Garrett contends that defendant should be liable for three times the fair market value of the trees cut pursuant to La.R.S. 56:1478.1 which provides:
Trees, cutting without consent; penalty:
A. It shall be unlawful for any person to cut, fell, destroy or remove any trees, or to authorize or direct his agent or employee to cut, fell, destroy or remove any trees, growing or lying on the land of another, without the consent of the owner or legal possessor.
B. Whoever willfully and intentionally violates the provisions of Subsection A shall be liable to the owner or legal possessor of the trees for civil damages in the amount of three times the fair market value of the trees cut, felled, destroyed or removed.

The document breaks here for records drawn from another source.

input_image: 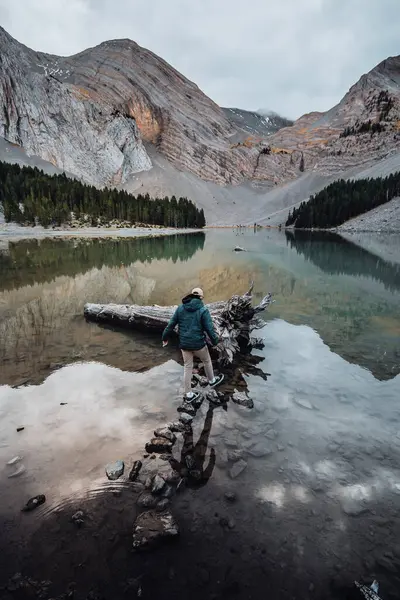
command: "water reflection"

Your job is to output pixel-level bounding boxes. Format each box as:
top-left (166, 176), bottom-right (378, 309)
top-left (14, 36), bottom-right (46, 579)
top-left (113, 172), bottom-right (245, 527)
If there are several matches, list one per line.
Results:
top-left (285, 230), bottom-right (400, 292)
top-left (171, 407), bottom-right (216, 488)
top-left (0, 229), bottom-right (399, 385)
top-left (0, 233), bottom-right (205, 292)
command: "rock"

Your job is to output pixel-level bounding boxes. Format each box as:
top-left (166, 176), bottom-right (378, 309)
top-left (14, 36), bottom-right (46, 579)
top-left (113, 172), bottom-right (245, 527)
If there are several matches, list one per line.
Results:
top-left (145, 438), bottom-right (173, 454)
top-left (151, 475), bottom-right (166, 495)
top-left (228, 450), bottom-right (244, 462)
top-left (177, 402), bottom-right (196, 416)
top-left (167, 421), bottom-right (187, 433)
top-left (105, 460), bottom-right (124, 480)
top-left (145, 476), bottom-right (153, 490)
top-left (154, 428), bottom-right (176, 443)
top-left (265, 429), bottom-right (278, 440)
top-left (224, 491), bottom-right (237, 503)
top-left (219, 516), bottom-right (236, 529)
top-left (137, 492), bottom-right (158, 509)
top-left (192, 375), bottom-right (209, 387)
top-left (71, 510), bottom-right (85, 527)
top-left (7, 456), bottom-right (23, 465)
top-left (205, 390), bottom-right (222, 405)
top-left (294, 398), bottom-right (314, 410)
top-left (179, 413), bottom-right (194, 425)
top-left (132, 510), bottom-right (179, 550)
top-left (247, 443), bottom-right (273, 458)
top-left (16, 427), bottom-right (25, 433)
top-left (8, 464), bottom-right (26, 478)
top-left (232, 390), bottom-right (254, 408)
top-left (156, 498), bottom-right (170, 512)
top-left (341, 503), bottom-right (370, 517)
top-left (21, 495), bottom-right (46, 512)
top-left (163, 469), bottom-right (180, 485)
top-left (224, 434), bottom-right (239, 449)
top-left (129, 460), bottom-right (143, 482)
top-left (229, 459), bottom-right (247, 479)
top-left (161, 484), bottom-right (175, 499)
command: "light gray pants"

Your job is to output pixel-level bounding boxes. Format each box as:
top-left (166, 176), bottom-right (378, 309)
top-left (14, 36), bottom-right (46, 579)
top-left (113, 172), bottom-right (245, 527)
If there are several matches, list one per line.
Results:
top-left (181, 346), bottom-right (215, 395)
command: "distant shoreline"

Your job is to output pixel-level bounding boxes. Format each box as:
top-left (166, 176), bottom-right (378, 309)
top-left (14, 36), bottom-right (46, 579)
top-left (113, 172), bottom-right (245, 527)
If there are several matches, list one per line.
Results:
top-left (0, 224), bottom-right (202, 242)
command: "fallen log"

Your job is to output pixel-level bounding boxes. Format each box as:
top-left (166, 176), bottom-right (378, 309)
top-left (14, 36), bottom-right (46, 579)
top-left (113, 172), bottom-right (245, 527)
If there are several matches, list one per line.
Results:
top-left (84, 284), bottom-right (273, 366)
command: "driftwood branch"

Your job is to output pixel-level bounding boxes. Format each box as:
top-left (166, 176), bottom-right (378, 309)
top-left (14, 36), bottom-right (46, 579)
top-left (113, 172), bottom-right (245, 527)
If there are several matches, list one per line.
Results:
top-left (84, 284), bottom-right (273, 365)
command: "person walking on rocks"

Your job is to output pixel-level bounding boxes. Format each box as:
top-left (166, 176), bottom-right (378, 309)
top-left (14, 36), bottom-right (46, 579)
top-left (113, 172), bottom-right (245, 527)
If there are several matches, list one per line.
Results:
top-left (162, 287), bottom-right (224, 402)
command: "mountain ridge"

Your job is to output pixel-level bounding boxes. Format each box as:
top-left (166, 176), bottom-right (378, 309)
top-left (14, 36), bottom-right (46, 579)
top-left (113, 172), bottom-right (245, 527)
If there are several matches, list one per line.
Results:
top-left (1, 26), bottom-right (400, 225)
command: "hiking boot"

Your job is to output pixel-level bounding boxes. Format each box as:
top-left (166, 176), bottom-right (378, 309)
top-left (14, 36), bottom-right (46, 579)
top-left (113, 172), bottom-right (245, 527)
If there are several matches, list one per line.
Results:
top-left (185, 391), bottom-right (201, 403)
top-left (209, 374), bottom-right (224, 388)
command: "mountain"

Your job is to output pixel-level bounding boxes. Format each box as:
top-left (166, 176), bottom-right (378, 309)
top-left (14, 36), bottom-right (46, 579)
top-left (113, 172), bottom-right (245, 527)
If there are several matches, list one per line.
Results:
top-left (1, 26), bottom-right (400, 226)
top-left (222, 108), bottom-right (293, 137)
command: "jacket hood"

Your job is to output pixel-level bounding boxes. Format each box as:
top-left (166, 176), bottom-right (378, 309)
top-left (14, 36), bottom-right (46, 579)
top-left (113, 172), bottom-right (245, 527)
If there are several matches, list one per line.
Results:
top-left (182, 294), bottom-right (204, 312)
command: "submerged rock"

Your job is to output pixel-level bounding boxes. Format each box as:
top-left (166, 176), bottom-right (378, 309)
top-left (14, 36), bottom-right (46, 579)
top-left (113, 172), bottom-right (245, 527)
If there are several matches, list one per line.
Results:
top-left (145, 438), bottom-right (173, 454)
top-left (161, 484), bottom-right (175, 499)
top-left (156, 498), bottom-right (170, 512)
top-left (21, 495), bottom-right (46, 512)
top-left (232, 390), bottom-right (254, 409)
top-left (229, 459), bottom-right (247, 479)
top-left (228, 450), bottom-right (244, 462)
top-left (7, 456), bottom-right (23, 465)
top-left (247, 443), bottom-right (273, 458)
top-left (105, 460), bottom-right (125, 480)
top-left (294, 398), bottom-right (314, 410)
top-left (154, 428), bottom-right (176, 443)
top-left (71, 510), bottom-right (85, 527)
top-left (129, 460), bottom-right (142, 482)
top-left (8, 464), bottom-right (26, 478)
top-left (137, 492), bottom-right (158, 509)
top-left (224, 491), bottom-right (237, 503)
top-left (132, 510), bottom-right (179, 550)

C. Whoever violates the provisions of Subsection A in good faith shall be liable to the owner or legal possessor of the trees for three times the fair market value of the trees cut, felled, destroyed or removed, except however, that the provisions of this section shall apply only to trees cut or removed across ownership lines, marked boundary lines, or outside of designated cutting area lines, and that no provision herein shall apply to cutting operations within an area covered by a contract or agreement with the owner.
D. The provisions of this section shall not apply to the clearing and maintenance of rights of way or to utility service situations where a utility is acting in good faith to minimize the damage or harm occasioned by an act of God; the provisions of this Act shall not apply to land surveying by or under the direction of a registered professional land surveyor, duly registered under the laws of the state of Louisiana.
We do not feel that this is the proper case for application of the triple damages rule provided for by this statute. Subsection B is not applicable for we find no evidence that defendant “willfully and intentionally” cut timber from Garrett’s land. Defendant had ordered a survey of Martin’s land to ascertain the proper extent of the tract on which to cut and proceeded to cut only to this ideal boundary. Under these circumstances, we find defendant to have acted in good faith. The old fence was not visible in some places and it was not unreasonable on the part of the loggers to believe that the old fence was abandoned. Defendant’s witnesses testified that it was not uncommon to find evidence of old fences on tracts of land upon which timber was to be harvested. In light of the condition of the fence and the good faith reliance on a survey conducted by a registered land surveyor, we feel that Subsection C of La.R.S. 56:1478.1 is not applicable either. The provision for triple damages is punitive in nature and such damages should be assessed only in cases where the defendant is clearly in violation of the provisions of the statute. See Shaffett v. Vicks, 385 So.2d 419 (La.App. 1st Cir. 1980). Therefore, the measure of damages to which Garrett is entitled is the fair market value of the timber cut.
Having concluded that defendant was a good faith trespasser, Garrett’s claim for damages for mental anguish must be rejected. The cases allowing such recovery involve situations where the defendant trespassers were found to be in moral bad faith or to have committed a willful and wanton trespass on plaintiff’s property. See McGee v. SECO Timber Co., 350 So.2d 1265 (La.App. 3d Cir. 1977).
For the foregoing reasons the judgment of the trial court is reversed and judgment is hereby rendered in favor of plaintiff, E. F. Garrett, and against defendant, Martin *934Timber Company, Inc., in the amount of $630.02 plus legal interest from the date of judicial demand until paid. All costs, including this appeal, are assessed against the defendant-appellee, Martin Timber Company, Inc.